Chris Lawton: What can I say about Street Fighter IV that hasn't been said before? Some of my fondest memories in the arcade involve putting my quarter on the Street Fighter II machine to signal my right to the next game. When Street Fighter III came out, it blew me away; they had taken everything that was good and fun about SF2 and added stuff to make it even better. SF4 has me so giddy, especially with the recent announcements. I'm happy they're sticking with 2D, and I'm really happy they're bringing back some old favorites. Above all else, though, I'm really happy that I might get a chance to lay down a quarter on another SF machine. Because, you know, I got next game.

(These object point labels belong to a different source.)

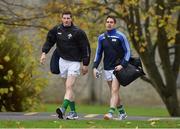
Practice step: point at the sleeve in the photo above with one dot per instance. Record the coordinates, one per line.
(50, 40)
(85, 48)
(98, 56)
(127, 52)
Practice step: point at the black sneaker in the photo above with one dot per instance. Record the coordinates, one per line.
(60, 113)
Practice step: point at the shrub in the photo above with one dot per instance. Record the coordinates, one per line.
(20, 84)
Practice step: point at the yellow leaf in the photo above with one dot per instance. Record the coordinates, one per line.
(6, 58)
(21, 75)
(1, 67)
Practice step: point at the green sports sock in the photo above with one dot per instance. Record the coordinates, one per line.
(65, 104)
(111, 110)
(121, 109)
(72, 106)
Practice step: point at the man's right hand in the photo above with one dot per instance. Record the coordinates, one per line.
(43, 58)
(95, 72)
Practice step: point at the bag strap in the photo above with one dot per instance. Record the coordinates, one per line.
(108, 40)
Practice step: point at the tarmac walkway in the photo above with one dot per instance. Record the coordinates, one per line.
(53, 116)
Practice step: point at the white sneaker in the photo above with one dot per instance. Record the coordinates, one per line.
(108, 116)
(122, 116)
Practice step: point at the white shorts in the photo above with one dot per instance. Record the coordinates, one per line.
(69, 68)
(108, 75)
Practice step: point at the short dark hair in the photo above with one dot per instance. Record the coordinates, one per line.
(112, 17)
(67, 13)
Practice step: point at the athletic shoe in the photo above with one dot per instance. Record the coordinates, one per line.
(108, 116)
(60, 112)
(122, 116)
(72, 116)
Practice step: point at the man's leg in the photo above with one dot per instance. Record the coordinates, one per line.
(68, 97)
(120, 108)
(114, 91)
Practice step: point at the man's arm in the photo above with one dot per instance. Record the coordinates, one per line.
(98, 57)
(50, 41)
(127, 52)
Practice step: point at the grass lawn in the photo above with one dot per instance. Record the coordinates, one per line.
(96, 109)
(89, 124)
(102, 109)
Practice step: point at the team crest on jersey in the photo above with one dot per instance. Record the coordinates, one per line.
(69, 36)
(114, 40)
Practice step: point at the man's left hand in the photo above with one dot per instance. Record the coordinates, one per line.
(84, 69)
(118, 67)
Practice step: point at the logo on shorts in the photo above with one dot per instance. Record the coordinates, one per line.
(69, 36)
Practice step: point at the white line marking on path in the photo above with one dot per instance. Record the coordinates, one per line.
(30, 113)
(91, 115)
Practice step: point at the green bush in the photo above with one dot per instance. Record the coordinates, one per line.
(20, 84)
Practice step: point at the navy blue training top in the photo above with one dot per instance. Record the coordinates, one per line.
(116, 47)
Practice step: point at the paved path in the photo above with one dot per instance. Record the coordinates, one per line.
(53, 116)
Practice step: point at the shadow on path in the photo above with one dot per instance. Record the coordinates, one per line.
(53, 116)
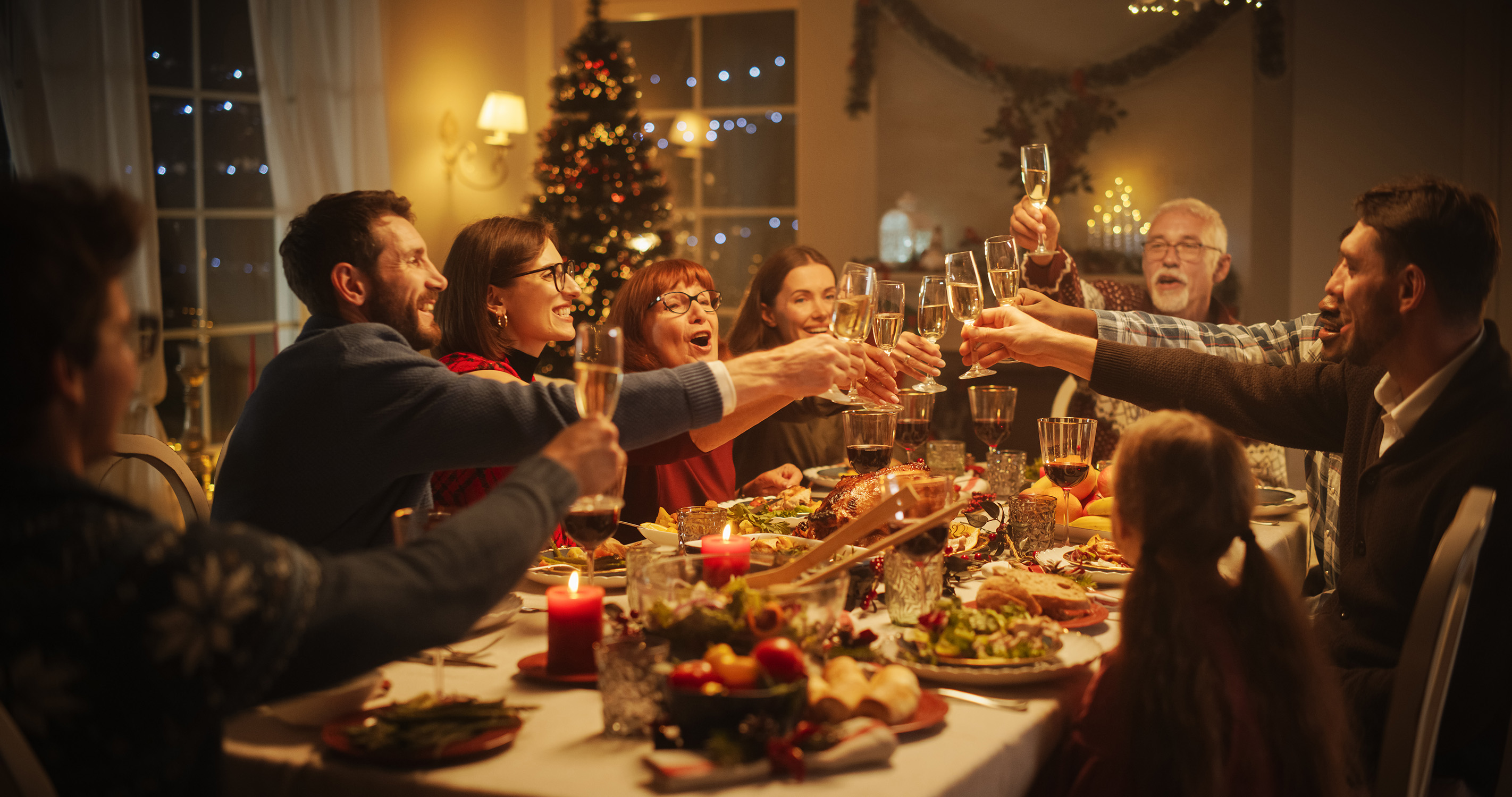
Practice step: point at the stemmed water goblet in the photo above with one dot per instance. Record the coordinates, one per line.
(964, 288)
(1066, 448)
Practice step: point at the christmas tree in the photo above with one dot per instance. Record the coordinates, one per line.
(599, 186)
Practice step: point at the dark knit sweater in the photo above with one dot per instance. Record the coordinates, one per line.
(1393, 510)
(348, 424)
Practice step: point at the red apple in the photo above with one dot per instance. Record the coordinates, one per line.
(782, 658)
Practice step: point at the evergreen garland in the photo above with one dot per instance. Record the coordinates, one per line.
(1056, 106)
(599, 186)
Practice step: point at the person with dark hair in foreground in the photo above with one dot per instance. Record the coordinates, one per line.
(1420, 410)
(1216, 685)
(348, 424)
(123, 642)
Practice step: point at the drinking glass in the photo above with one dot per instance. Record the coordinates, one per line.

Erik "NekoIncardine" Ottosen: Not everyone's going to be looking forward to Street Fighter IV, the newest release in the fighting game series, and possibly Capcom's most-used property outside of Mega Man. This may result in many jaded casual fighter fans not expecting too much out of it, but this is probably the largest update the series has ever received. No more anime graphics. In fact, no more 2D at all in the graphics, as the graphics finally switch over to 3D. They're also getting rid of the parry mechanic that defined the tournament-heavy Street Fighter III series, in favor of new tricks designed to be more accessible without weakening play for hardcore gamers. The fact that the game looks surprisingly complete at what the developers have described as "one, maybe two percent" indicates just how many man-hours Capcom intends to put in this game. Lots of people are looking forward to seeing the end results, and for very good reason. There's intense speculation over the announcement that they plan to port it to as many consoles as possible, introducing the possibility of this game seeing a DS version. Now, how would that work?!

Thomas Wilde: You have to dance with the one who brung ya. I probably wouldn't be interested in video games, let alone writing about them, if not for the arcade culture of the early '90s and the game that fueled and started it all, Street Fighter 2. SF4 has needed to happen for a very long time, and why it took this long is one of the great questions of our time.